Al llegar a la capilla del cementerio donde la velaban, se acercó a saludarme y me dijo: —su risa no fue suficiente para vencer el cáncer—. Nos abrazamos y lloramos juntos. 

—Ven conmigo, te quiero mostrar algo —me tomó de los hombros conduciéndome hasta quedar frente al féretro, sobre el cual se encontraba en un marco de madera el poema de Neruda, “Tu risa”. La hoja se veía amarillenta, los dobleces marcados indicaban que había sido desplegado muchas veces, guardado, cuidado y envejecido por más de cuarenta y cinco años de existencia—.
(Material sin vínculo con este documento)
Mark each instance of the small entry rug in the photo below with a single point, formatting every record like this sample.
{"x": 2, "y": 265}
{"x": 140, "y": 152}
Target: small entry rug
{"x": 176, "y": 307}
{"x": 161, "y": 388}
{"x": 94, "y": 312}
«Gracias por no enojarte conmigo y seguir soportando mis locuras. Muchas veces le leí a mi mujer este poema y cada vez recordaba la cara que pusiste cuando arranqué la hoja de tu libro. Ahora te puedo confesar una intimidad; un día de invierno, cuando aún estábamos en Oslo, me dijo que el día que te conoció tú eras, como dicen ahora, su plan B. ¿Qué te parece? Aún te debo el libro.

—Nada viejo, no me debes nada. Tu amistad, conocer a los dos, y saber que en algo ayudé a la felicidad de ustedes, que más puede querer uno. Suerte tuvo de no tener que recurrir al plan B, no hubiera estado a su altura.

Lo abracé de nuevo, me aparté de él para que otras personas lo saludaran y sin que se diera cuenta, sequé de nuevo mis mejillas.

Al momento que los sepultureros hacían esfuerzos por colocar la urna en el interior de un nicho en altura, la tierra comenzó una vez más a moverse.

Algunas personas gritaban, crujieron las sepulturas, se levantó polvo. Los sepultureros tambaleaban arriba de la escala. No lograron mantener el equilibrio; soltaron el ataúd que salió como una flecha directo hacia donde estaba mi compañero, que recibió el golpe en el tórax, cayó hacia atrás y golpeó la nuca contra el borde de una tumba que tenía a su espalda.

Corrí a tratar de auxiliarlo. Estaba mal herido. En su mano izquierda sostenía el marco con el poema. Me miró, me pasó el cuadro y creí entender que dijo: —te lo devuelvo, ya no lo necesito, gracias hermano.

Niégame el pan…/ pero tu risa nunca/ porque me moriría

“Tu risa”

Pablo Neruda

Nota: Este relato quedó calificado entre los 11 finalistas de un total de 290 que se presentaron al  X CERTAMEN INTERNACIONAL DE RELATO BREVE «LA FÉNIX TROYANA» (Valencia, España).